6枚目は同じく2011年の12月シカゴでの演奏。ドレイクの、チューニングや音色のの変化を駆使した絶妙なドラムソロ(けっこう長い)ではじまる。そこへアルコとヴァンダーマークのクラリネットの高音部による、ロングトーンが入ってきて、なにかがはじまる予感。だんだんとクラがダーティートーンになり、激しい即興に。ベースのピチカートソロになり、ヴァンダーマークがバリサクの低音でからんできて、トリオによるフリージャズっぽいインプロヴィゼイションに。どんどん過激さを増していき、一定のテンポになってからも激しさを重ねていき、しまいにはアフロっぽいリズムでのドラムとバリサクのデュオ(ベースも弾いているが、ほぼデュオといっていい)になり、異常な盛り上がり。ベースが存在感を増してトリオになるが、要するにひとつのリフにこだわった演奏なのだ。そのリフをテーマ風に吹いて終わる。2曲目はテナーが冒頭から快調にぶっ飛ばすトリオ。アップテンポの4ビートに乗って、吹きまくる。ドレイクも凄いことをやっているので、よく聴きましょう。ヴァンダーマークはどんどんエキサイトしていき、その頂点でふっと消える。テンポは維持したままドラムありのベースソロになり、ドラムが消えてベースのフリーテンポの重厚なソロになる。ヴァンダーマークのテナーがサブトーンでゆるりと入ってきて、アブストラクトなバラード風の展開に。そのあとバリサクになり、激しいトリオパートに。聴き応え十分の演奏が延々と続いたあと、ヴァンダーマークの絶叫の果てにドラムソロになる。すごくオーソドックスかつパワフルなソロであります。そこにヴァンダーマークのテナーがかぶさってくると、観客の歓声が。祝祭的な激しいデュオになり、ここがいいんです。6枚目の白眉といっていい演奏。ふたりが秘術を尽くしてぶつかりあう極上のデュオ。インテンポになってベースが入ってきてもテナーはひたすら吹きまくり、ドラムは煽りまくる。ひえーっ、かっこええ! このライヴの現場にいたら、「ぎゃーっ」と叫んでいただろう熱演につぐ熱演。ちょっとダイナミクスの変化があって、テーマっぽいリフが現れ、バシッとエンディング。3曲目はクラリネットの激しい無伴奏インプロヴィゼイションから、アルコベースが加わっての即興デュオ。パーカッシヴなクラリネット、ドレイクの素手によるパーカッションなどによって激しく美味しく細やかなトリオ即興。そのあと、ベースが弦を弓で叩きながら弾くようなパートのあと、テナーとパーカッションが入ってきて、べつの展開に。ベースが指引きのフリーテンポソロをはじめて、70年代モードジャズっぽい雰囲気が漂いだし、インテンポになってテナーとドラムが登場。ますますモードジャズ的になる。白熱した演奏は、最後は執拗にリフを繰り返しはじめる。古いとか新しいとか関係ない、ええもんはええ、と力強く宣言しているようだ。ヴァンダーマークは吹き方の操作でパーカッシヴな効果を上げながらエンディングに。
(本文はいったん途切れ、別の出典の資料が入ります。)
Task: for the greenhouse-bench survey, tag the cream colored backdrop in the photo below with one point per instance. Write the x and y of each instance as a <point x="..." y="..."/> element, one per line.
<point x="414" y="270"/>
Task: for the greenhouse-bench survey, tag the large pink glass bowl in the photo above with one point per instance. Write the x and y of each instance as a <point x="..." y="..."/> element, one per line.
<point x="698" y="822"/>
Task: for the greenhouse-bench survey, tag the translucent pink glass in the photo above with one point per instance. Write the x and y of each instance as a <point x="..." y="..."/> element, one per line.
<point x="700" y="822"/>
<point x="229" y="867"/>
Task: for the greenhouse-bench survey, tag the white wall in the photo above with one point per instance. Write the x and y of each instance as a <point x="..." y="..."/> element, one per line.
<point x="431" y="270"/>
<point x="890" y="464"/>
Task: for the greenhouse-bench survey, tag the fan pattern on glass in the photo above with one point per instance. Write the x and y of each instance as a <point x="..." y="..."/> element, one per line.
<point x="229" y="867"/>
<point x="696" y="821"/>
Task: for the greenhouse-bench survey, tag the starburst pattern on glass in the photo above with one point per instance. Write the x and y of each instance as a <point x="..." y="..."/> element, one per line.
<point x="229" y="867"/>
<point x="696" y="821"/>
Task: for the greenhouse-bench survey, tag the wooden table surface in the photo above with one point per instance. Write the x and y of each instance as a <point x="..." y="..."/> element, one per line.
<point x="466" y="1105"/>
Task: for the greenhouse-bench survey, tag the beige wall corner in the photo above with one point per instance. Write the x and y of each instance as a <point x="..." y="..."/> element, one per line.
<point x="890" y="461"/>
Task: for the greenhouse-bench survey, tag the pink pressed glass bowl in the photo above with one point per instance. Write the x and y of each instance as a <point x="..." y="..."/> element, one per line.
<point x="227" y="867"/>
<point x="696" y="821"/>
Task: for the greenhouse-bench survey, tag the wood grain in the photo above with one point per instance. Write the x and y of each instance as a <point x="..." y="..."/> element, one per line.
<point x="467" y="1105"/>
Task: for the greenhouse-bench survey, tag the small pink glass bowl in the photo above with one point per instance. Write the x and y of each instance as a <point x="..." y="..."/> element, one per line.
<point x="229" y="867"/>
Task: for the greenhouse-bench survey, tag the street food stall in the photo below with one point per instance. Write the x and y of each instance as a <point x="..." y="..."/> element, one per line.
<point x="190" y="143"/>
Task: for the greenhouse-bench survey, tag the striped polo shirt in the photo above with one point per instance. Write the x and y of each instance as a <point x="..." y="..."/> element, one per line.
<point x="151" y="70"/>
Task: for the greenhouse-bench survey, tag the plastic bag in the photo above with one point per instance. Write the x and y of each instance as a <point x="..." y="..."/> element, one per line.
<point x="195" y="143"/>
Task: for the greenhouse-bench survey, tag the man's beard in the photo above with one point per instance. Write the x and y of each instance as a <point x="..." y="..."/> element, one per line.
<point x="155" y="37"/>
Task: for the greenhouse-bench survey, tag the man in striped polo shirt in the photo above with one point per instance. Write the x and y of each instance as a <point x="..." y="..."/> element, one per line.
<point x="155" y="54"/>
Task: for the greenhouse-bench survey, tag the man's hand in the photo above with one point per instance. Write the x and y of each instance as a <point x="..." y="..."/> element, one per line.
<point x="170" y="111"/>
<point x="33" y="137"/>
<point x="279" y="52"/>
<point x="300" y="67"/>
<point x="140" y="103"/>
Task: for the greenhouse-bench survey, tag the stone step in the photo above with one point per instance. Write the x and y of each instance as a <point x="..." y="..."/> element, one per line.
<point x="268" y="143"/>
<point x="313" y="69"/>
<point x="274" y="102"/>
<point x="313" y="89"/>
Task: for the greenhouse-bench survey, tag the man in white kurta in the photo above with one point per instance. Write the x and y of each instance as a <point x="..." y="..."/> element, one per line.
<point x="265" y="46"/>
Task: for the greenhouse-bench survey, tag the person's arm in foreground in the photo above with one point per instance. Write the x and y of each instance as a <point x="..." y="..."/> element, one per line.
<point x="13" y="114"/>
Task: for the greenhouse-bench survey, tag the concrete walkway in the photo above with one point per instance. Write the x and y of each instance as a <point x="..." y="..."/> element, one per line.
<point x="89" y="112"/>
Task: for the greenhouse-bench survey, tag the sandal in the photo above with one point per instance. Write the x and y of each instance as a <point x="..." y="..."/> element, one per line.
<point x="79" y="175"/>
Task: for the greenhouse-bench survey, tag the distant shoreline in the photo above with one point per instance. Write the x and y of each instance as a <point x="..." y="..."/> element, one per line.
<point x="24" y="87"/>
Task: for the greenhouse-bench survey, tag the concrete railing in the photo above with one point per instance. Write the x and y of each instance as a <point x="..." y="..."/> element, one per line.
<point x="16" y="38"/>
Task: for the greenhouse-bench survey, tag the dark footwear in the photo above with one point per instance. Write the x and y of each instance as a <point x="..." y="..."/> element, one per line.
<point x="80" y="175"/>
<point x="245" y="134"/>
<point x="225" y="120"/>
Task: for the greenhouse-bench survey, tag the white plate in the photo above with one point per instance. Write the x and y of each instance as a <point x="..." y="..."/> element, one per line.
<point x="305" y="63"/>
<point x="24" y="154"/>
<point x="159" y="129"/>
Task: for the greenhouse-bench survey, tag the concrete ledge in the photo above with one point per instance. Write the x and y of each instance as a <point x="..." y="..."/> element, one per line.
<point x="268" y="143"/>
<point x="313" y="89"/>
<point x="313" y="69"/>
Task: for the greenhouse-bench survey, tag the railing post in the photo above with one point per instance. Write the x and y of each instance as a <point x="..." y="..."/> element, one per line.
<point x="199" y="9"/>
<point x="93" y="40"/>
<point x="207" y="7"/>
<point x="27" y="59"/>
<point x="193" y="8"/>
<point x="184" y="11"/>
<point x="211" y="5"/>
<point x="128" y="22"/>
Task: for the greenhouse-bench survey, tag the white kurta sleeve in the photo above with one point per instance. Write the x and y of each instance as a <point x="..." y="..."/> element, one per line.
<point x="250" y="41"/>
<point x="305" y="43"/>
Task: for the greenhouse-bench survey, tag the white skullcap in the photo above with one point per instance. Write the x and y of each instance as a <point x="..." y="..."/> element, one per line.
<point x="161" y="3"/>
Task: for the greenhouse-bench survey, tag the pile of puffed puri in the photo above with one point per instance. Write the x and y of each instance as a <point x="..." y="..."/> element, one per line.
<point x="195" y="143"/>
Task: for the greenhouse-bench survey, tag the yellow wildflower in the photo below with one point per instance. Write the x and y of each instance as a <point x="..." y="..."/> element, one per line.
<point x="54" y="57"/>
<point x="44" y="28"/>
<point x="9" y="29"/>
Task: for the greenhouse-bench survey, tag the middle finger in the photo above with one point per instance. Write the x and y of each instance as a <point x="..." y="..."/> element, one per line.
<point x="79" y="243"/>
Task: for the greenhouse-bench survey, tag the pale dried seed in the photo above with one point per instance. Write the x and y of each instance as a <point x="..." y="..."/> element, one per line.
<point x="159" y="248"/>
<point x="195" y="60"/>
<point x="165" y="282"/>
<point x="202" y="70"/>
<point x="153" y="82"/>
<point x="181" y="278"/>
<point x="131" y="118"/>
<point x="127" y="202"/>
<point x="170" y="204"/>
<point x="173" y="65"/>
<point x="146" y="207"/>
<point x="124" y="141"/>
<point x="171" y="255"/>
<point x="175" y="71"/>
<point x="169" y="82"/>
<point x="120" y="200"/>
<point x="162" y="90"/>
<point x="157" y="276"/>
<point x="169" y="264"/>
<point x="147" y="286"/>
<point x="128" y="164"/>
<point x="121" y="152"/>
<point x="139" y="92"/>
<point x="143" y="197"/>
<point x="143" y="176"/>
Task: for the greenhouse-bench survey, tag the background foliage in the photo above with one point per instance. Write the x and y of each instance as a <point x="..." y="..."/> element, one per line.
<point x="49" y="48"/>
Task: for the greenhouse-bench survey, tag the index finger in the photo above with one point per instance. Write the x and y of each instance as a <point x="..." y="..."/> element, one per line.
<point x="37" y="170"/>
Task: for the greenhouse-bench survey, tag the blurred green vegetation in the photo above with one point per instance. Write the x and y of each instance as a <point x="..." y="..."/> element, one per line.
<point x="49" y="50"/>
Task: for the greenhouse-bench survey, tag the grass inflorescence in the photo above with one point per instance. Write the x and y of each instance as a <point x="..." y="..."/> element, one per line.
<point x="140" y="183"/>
ボーナスディスクの7枚目だけが企画もので、2008年のドン・チェリーの曲ばかりを演奏するライヴの音源。このグループは「TRIGONOMETRY」「LIVE IN WELS & CHICAGO,1998」などでもドン・チェリーナンバーをがっつり取り上げていたので、トリオという形態がドン・チェリーの曲にぴったり合っているということなのか。いきなり「ブラウン・ライス」ではじまる。途中4ビートになったり、またパターンに戻ったり、倍テンポになったり、3人の呼吸はぴったり。ベースとドラムのデュオになり、そこからテナーが入って、ドラムソロになってそのまま2曲目に突入。最初ちょっと走る(適正テンポに修正?)が、そのまま昂揚感をもって突っ走り、ビートが消えて、3曲目のテーマをテナーが朗々とバラード的に吹く。このあたりの展開も見事。そのあとフリーになり、ヴァンダーマークが吠え、そして無伴奏ソロになる。ベースのソロに引き継がれ、テナーが高音部でささやくようにテーマを吹き始める。ああ、めっちゃええなあ。いつものDKVトリオの「とにかくひたすらやり倒す」という長尺の即興ではなく、コンポジションを消化するという枠のせいか、比較的短く、小気味よい演奏になってい聴きやすい。ただし、死ぬまでやり尽くしました、というような徹底的な感じはない。ここで一旦終わって、3人による激しいフリーインプロヴィゼイションになる。テナーが割れた低音をリズミカルに吹きまくるパートからインテンポになり、ヴァンダーマークが咆哮する。かっこいい!そこからテーマがでて、なぜかチャタヌガチューチューの引用などもしながら3者一体の怒濤の進撃。ベースとドラムのデュオになり、テナーが加わってスウィング感満載の演奏から、おなじみの「ザ・シング」のテーマに突入!ベースがアルコでノイジーなソロをはじめるが、ここはものすごくいい雰囲気のチェンジ・オブ_ペースです。そこにテナーが入ってきてドレイクが絶妙のブラッシュワークをみせベースが高音部のピチカートを繰り返して「リメンブランス」になる。すばらしい。この部分はリズムはないが、そこからテナーがビートを出していき、ヴァンダーマークがよく演奏している「エレファンタジー」になる。この曲なんか、ほんとにドン・チェリーらしいというか、ほんのちょっとしたリフの組み合わせなのだが、いつまでも心に残るという、もっとも望ましい形の名曲だと思う。とにかく3人でひたすらシンプルなリフに没入しているだけでもカッコイイのだ。ドラムソロになり、バシッと終わる。そして、またテーマのリフになり、「ミュージック・ナウ」という最後の曲になる(でもラストは「エレファンタジー」のリフだが?)。とにかくどの曲も短いのだが、ひとつのメドレーのようなものなので、聴き応えは十分だし、楽しい。ドン・チェリーの偉大さを痛感。ヴァンダーマークたちは、(もちろん心のなかでのトリビュートはあるだろうが)素材として使っているだけで、演奏形態から内容からまるでドンのオリジナルバージョンとはちがうわけだが、それでもこの3人を包み込み、自由さを100パー残しつつもドン・チェリー色に染めてしまうドンはすごい。最後はアンコールで「リメンバランス」をもう一度。こういうフリーなバラードでしめくくられるコンサートって、よろしゅおまんなあ。このトリオの美学の極み。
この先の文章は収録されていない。